Filling that void was Bernd Rother's original motivation for the Last Database book. What began as a biographical study of an important period in Brandt's life eventually turned into a work on the Socialist International and Latin America. On that continent, the SI was particularly active, compared to Africa and Asia. Rother, historian and former deputy director of the Willy Brandt Foundation, identifies several reasons for the special resonance of the SI in Latin Last Database America and the English-speaking Caribbean. First, there is the similarity of party structures. But geostrategic considerations also played a certain role: at that time, both regions wanted to establish new international relations to emancipate themselves from the United States, without taking a stand Last Database against it. Rother emphasizes that before the important thing was not what European social democracy could do for Latin America.
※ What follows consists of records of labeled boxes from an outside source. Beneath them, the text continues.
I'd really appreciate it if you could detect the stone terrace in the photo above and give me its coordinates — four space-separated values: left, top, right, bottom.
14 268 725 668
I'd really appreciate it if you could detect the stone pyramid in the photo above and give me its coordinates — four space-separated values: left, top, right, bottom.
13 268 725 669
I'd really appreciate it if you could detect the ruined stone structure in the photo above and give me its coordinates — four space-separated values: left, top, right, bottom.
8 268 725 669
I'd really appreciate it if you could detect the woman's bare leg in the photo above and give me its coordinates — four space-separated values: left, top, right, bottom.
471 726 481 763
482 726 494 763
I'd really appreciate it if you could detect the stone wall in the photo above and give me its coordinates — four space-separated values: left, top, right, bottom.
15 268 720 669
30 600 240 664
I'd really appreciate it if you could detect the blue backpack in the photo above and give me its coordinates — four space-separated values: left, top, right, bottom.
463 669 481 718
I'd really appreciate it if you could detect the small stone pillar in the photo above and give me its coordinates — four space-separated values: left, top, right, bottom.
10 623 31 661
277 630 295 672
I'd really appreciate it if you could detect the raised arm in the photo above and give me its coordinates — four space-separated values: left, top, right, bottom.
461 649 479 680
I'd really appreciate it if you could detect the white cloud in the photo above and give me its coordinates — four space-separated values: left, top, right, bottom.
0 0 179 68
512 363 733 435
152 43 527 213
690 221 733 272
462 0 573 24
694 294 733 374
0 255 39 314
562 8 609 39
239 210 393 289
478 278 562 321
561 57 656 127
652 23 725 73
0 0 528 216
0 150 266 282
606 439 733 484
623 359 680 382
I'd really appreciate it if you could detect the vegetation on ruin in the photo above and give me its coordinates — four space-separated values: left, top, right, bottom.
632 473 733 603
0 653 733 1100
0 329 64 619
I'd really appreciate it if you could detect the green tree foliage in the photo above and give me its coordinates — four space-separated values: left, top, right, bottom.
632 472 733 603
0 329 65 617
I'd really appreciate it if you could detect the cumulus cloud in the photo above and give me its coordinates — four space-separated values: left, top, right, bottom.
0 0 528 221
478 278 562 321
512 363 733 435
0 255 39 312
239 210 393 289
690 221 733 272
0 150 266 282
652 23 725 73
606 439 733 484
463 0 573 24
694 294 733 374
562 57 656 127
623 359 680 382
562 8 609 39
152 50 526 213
The interest was mutual, there was an Last Database approach in equality of rights. Favored by international events such as the weakening of the United States by the Last Database Vietnam War, the 1973 oil crisis and the discredit of China and Russia for their benevolent attitude towards the military dictatorships in Argentina and Last DatabaseChile, the desire grew among Latin American politicians to establish and expand relations with Western Europe.